RISCATTO GIAMAICA — Un Mondiale da incubo raddrizzato dagli ostacoli. Prova a consolarsi con Omar McLeod questa povera Giamaica che in due serate ha masticato amaro con il tonfo di Bolt e la disfatta di Elaine Thompson. Stasera, tra le barriere alte, una mezza rivincita se l’è presa il campione olimpico. “Dedico questa vittoria a Usain Bolt”, ha detto McLeod dopo il 13”04 con cui ha regalato per la prima volta nella storia l’oro mondiale al suo paese. Sabato potrebbe partecipare all’ultimissima recita del Lampo con una frazione nella staffetta 4x100. Sul podio degli ostacoli sventola anche la bandiera degli “Ana”, gli atleti neutrali autorizzati, i russi riammessi dopo essere stati bannati da Rio: il campione del mondo uscente Sergey Shubenkov si è riscattato con l’argento (13”14). E colpisce trovare l’Ungheria a medaglia negli ostacoli. È una prima assoluta: Balazs Baji (13”28) ha buttato giù del podio Garfield Darien (13”30) e Aries Merritt (13”31).
LE ALTRE MEDAGLIE — Ha gareggiato con il guanto di Kamila Skolimowska: era amica strettissima con la campionessa olimpica di Sydney 2000 che morì per un'embolia polmonare. Anita Wlodarczyk per la terza volta si è laureata campionessa del mondo del martello. E questo, tutto sommato, non era in discussione. C'era invece curiosità per capire se avrebbe potuto superare il suo record del mondo, sfiorato pochi giorni prima del Mondiale. Stasera però la bionda lanciatrice, due volte campionessa olimpica, non ha picchiato come al solito e si è fermata a 77.90, col brivido dei primi tre lanci che stavano per lasciarla fuori dalle otto finaliste. Sul podio ha trascinato l'altro polacca Malwina Kopron (bronzo, 74.76), battuta dall'argento cinese Zheng Wang (75.98). Appassionante il duello del triplo. Allenata da Ivan Pedroso, Yulimar Rojas è decollata al quinto salto: fino a lì, il timone della finale del triplo lo teneva saldo la campionessa olimpica e mondiale in carica Caterine Ibarguen (14.89). Il 14.91 della venezuelana già oro mondiale indoor e argento a Rio ha però ribaltato il destino di una finale decisa in due centimetri, con l’assalto della Ibarguen al sesto salto terminato a 14.88. Bronzo kazako: Olga Rypakova 14.77.
VAN NIEKERK — Nei 200 di Filippo Tortu (il 20"59 è il tempo più alto tra i qualificati), la vera sorpresa è l'assenza di Isaac Makwala, l'unico che alla vigilia avrebbe potuto impensierire Wayde Van Niekerk nella folle idea di mettere le mani su 200 e 400. Via il canadese De Grasse prima di iniziare, via pure il primatista mondiale stagionale del Botswana, ora appare davvero in discesa la strada del sudafricano, stasera alla terza uscita in tre giorni: domani correrà la finale dei 400 (contro Makwala) per far tremare il record del mondo.
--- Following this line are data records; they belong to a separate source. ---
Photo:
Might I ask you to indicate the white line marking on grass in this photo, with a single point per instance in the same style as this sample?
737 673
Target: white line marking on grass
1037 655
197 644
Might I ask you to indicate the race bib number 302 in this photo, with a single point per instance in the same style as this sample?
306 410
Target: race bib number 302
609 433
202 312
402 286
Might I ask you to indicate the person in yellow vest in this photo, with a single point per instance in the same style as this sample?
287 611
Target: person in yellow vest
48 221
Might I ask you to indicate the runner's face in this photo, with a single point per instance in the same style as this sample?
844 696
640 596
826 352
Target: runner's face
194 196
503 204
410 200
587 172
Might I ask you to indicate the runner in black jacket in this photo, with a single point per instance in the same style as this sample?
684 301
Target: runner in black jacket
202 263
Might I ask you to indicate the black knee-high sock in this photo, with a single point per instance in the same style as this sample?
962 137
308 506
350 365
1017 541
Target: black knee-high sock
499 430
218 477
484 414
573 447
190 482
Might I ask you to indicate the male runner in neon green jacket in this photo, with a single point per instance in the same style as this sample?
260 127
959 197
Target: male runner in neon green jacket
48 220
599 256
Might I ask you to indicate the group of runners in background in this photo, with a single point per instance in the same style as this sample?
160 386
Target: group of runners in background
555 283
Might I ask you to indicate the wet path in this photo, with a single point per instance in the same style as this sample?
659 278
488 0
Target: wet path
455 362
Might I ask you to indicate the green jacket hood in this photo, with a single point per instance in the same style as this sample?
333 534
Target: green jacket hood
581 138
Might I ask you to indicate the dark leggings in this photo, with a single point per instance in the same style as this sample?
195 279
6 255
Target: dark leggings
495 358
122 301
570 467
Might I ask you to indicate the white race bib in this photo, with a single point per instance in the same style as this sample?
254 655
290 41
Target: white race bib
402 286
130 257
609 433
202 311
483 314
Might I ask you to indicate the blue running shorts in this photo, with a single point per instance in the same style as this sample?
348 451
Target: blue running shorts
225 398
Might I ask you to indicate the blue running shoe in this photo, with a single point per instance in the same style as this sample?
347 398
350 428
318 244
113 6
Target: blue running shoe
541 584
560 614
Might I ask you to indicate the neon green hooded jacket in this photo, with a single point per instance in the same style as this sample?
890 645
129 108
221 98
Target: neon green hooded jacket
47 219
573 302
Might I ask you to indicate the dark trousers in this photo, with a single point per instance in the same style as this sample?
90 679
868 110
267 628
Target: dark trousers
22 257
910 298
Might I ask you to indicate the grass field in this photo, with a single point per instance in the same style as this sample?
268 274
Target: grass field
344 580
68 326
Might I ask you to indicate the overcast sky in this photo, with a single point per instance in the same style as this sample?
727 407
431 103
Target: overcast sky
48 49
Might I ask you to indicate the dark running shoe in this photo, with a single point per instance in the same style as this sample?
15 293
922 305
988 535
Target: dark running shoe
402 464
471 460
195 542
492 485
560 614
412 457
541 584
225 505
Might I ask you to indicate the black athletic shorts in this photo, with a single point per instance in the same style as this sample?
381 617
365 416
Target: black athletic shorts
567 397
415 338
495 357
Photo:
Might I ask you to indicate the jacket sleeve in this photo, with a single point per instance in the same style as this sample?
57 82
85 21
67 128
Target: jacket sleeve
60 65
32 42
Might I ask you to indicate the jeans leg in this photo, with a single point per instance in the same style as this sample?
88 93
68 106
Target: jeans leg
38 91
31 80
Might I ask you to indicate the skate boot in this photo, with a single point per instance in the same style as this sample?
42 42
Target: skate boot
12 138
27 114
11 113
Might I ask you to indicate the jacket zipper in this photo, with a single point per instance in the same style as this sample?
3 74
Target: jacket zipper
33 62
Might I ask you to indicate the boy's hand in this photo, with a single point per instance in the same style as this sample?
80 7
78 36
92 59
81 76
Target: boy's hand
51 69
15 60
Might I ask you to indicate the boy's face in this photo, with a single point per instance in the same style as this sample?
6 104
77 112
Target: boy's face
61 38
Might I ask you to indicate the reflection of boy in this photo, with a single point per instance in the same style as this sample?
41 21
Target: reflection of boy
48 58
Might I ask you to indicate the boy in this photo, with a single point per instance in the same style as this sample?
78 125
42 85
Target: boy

Intanto, la risata che si è fatto con il britannico Talbot mentre completavano a braccetto la batteria dei 200 è l'immagine della superiorità e delle certezze tecniche granitiche di questo fenomeno. Passeggiata di salute in 20"16 e formalità archiviata. Spumeggiante il duecento del trinidegno Jereem Richards che ha sparato un super 20"05 in batteria, meglio pure del 20"08 del britannico Nethaneel Mitchell-Blake.
GLI AZZURRI — Oltre a Filippo Tortu, avanza in semifinale anche Ayomide Folorunso, coraggiosa quarta nella sua batteria dei 400 hs. Delle tre azzurre impegnate tra le barriere, la fidentina di origine nigeriana campionessa europea under 23 è stata la prima a superare il taglio, peraltro con lo stagionale di 55"65. Con qualche apprensione in più si è qualificata la primatista italiana Yadis Pedroso che ha beneficiato dei tempi di ripescaggio (56"41), fuori invece Marzia Caravelli, quinta nella sua batteria ma con tempo decisamente alto (56"92). In semifinale è terminato il Mondiale di Jose Bencosme, deluso nei 400 hs per il lento 50"29.
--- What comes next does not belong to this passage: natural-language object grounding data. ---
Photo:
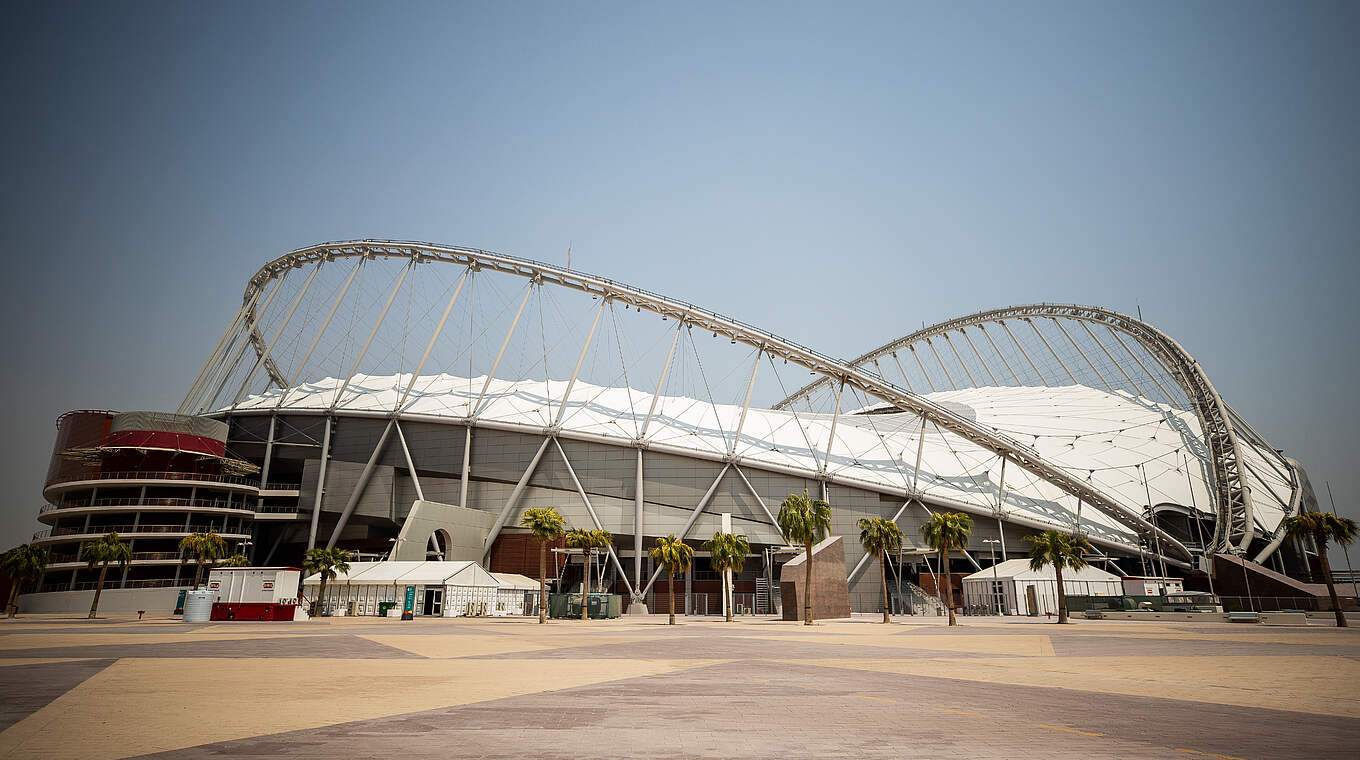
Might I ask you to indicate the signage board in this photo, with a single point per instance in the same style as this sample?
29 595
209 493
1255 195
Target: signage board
408 608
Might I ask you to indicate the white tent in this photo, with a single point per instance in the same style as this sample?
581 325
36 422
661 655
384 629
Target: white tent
448 589
1020 590
516 596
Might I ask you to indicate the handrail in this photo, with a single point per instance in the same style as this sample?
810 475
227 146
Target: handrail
189 476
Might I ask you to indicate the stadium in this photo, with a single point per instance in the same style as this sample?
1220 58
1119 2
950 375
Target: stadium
408 401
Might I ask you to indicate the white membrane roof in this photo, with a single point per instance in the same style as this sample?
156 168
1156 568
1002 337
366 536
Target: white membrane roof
1134 449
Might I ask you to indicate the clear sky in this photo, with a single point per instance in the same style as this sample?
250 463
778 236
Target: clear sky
835 173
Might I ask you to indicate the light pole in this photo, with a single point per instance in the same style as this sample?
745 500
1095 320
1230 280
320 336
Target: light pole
994 582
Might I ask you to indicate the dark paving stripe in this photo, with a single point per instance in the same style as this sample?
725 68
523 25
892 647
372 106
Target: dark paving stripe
27 688
340 646
759 709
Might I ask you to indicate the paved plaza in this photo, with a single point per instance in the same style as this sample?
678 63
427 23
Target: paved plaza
363 687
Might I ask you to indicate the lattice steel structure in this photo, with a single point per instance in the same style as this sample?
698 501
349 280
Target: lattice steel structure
1125 431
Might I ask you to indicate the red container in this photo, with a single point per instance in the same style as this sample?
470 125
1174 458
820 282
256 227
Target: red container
252 611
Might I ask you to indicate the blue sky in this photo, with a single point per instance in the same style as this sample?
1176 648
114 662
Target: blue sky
834 173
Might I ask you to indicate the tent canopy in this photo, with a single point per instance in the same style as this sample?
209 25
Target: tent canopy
412 574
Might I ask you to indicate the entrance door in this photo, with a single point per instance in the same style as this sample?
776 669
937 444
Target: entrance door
434 601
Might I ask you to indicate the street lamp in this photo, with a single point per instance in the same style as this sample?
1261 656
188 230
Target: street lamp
994 582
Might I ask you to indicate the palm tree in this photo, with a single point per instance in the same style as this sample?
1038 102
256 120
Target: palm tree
201 548
675 556
546 525
22 563
102 552
880 537
804 521
944 532
1060 549
1322 528
328 563
728 551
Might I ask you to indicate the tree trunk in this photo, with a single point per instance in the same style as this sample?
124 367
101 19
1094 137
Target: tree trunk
1326 575
807 593
1062 594
726 594
585 586
543 582
672 594
98 589
883 574
948 585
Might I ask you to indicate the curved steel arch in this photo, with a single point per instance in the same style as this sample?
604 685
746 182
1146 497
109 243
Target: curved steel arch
737 331
1232 499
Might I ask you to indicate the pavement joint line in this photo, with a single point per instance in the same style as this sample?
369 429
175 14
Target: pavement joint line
1069 730
960 711
1209 753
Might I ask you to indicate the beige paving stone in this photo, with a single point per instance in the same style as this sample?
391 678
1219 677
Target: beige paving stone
138 706
1323 685
1022 645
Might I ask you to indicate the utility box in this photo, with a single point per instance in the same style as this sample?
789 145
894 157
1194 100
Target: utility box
255 593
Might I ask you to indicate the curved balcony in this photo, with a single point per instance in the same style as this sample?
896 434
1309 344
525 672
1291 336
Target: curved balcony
192 479
71 534
51 513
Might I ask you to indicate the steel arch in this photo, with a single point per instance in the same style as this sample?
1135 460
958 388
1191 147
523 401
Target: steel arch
1232 499
737 331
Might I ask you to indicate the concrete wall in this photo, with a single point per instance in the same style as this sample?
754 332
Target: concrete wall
155 601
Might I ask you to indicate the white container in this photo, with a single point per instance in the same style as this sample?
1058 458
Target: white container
197 605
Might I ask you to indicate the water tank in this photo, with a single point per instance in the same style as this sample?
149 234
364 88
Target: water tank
197 605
FELIX — Londra scopre anche nuovi personaggi. Va matta per Kim Kardashian, ha i capelli ossigenati e due anni fa alla rassegna iridata under 18 (che vinse) raggiunse una certa popolarità perché copriva il capo con un velo. Salwa Eid Naser, 19 anni, mamma nigeriana e papà del Bahrain (la nazione di cui indossa i colori) ha migliorato il suo primato nazionale, 50"08, e si è concessa il lusso di battere in una semifinale mondiale la reginetta Allyson Felix (50"12), l'americana che va a caccia di altra due medaglie per superare Merlene Ottey nel medagliere di sempre. Non le renderà facile la vita la campionessa olimpica Shaunae Miller-Uibo, 50”36, pronta a tuffarsi (servirà di nuovo?) sulla medaglia più preziosa come a Rio.
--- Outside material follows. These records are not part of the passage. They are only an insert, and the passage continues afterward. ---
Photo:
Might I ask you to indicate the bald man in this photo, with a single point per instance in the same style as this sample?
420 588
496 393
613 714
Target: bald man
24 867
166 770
TAYLOR — L'importanza di chiamarsi Christian. Nel triplo, almeno stasera, è stato un fattore perché Chris Benard (17.20), Christian Taylor (17.15) e Cristian Napoles (17.06) hanno passato il turno con le misure più lunghe, unici oltre la soglia dei diciassette metri che garantiva la qualificazione diretta. Taylor (18.11 quest'anno) ha già fissato le proprie ambizioni per la finale: "Fare il record del mondo qui? Perché no, l'ho promesso a me stesso".

 

Mondiali: la maratona è keniana. Meucci ottimo sesto
L’azzurro, nella gara vinta dal keniano Kirui, chiude con lo stesso tempo del 5° e il personale (2h10’54”), migliorando di tre piazze il risultato di Pechino 2015: “Ho corso con intelligenza, ma ho pagato il finale”. Bencosme promosso nella semifinale dei 400 hs: 49”71
Daniele Meucci non tradisce: il pisano, con una prova coraggiosa, chiude la maratona iridata a un prestigioso sesto posto, tornando protagonista ai vertici internazionali dopo due anni complicati. L’azzurro, nella gara vinta dal 24enne keniano Geoffrey Kirui, chiude con lo stesso tempo del sesto, l’altro keniano Gideon Kipketer. Gran recupero finale.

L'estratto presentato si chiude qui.